The sun is out, the sky is blue and its almost warm!!!! at last!

Jo


----------



## SteveHall (Oct 17, 2008)

Spring is here!


----------



## Pasanada (Feb 5, 2008)

Can someone please explain to me what this "sun" thing is???????


----------



## jojo (Sep 20, 2007)

Pasanada said:


> Can someone please explain to me what this "sun" thing is???????


I was beginning to wonder myself!!! Its the big shiny, yellow ball in the sky that makes it lovely and warm.
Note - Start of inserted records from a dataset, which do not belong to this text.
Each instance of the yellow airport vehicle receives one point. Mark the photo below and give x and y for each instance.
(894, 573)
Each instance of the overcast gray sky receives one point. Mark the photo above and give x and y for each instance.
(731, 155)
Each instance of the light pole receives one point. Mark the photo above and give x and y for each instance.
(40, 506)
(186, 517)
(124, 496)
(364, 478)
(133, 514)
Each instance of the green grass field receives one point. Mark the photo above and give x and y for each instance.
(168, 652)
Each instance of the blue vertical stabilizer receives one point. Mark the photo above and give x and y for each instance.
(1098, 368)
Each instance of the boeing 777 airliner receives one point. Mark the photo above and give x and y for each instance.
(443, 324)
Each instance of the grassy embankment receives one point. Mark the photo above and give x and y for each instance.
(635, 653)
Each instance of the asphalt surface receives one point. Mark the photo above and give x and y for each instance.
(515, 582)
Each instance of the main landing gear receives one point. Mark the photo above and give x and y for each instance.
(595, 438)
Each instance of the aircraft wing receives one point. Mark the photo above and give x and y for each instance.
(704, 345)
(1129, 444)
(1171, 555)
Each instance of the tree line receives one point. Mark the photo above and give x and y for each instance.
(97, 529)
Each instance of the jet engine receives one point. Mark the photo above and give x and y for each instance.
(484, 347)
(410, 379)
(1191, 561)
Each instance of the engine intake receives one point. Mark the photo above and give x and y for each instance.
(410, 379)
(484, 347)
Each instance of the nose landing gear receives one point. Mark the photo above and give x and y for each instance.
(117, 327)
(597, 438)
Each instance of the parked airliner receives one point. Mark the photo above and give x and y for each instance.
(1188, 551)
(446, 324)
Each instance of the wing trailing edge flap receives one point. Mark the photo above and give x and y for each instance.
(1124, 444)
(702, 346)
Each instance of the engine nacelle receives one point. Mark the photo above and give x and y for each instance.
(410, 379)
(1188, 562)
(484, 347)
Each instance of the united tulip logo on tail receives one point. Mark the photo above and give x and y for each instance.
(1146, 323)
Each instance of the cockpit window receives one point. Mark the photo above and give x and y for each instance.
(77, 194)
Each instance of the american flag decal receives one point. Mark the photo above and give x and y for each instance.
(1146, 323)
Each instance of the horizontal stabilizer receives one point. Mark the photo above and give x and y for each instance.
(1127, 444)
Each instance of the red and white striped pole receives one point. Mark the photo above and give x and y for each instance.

It hasnt been out in Alhaurin de la Torre for several weeks!!! So its a bit of a novelty!!! I came to live in Spain cos I thought I'd see more of it!!!?????

Jo


----------



## Pasanada (Feb 5, 2008)

Can't see it despite me looking hard for it.....just a never ending sea of grey here.....


----------



## Stravinsky (Aug 12, 2007)




----------



## SteveHall (Oct 17, 2008)

Gorgeous here - big shiny yellow ball which brings much light into my apartment


----------



## Pasanada (Feb 5, 2008)

Stravinsky, you're fast becoming my fav Mod.....after Elphaba, of course!! lol 

Steve, I shall be back in Britsville in less than a week.....ensure you keep some of that lovely bright sunshine for me....failing that, cafe con leche would suffice!


----------



## Stravinsky (Aug 12, 2007)

Pasanada said:


> Stravinsky, you're fast becoming my fav Mod.....after Elphaba, of course!! lol


Thats the view from my balcony






Just going for a swim







(NOT)


----------



## Pasanada (Feb 5, 2008)

Steady on, we could have a falling out....... lol


----------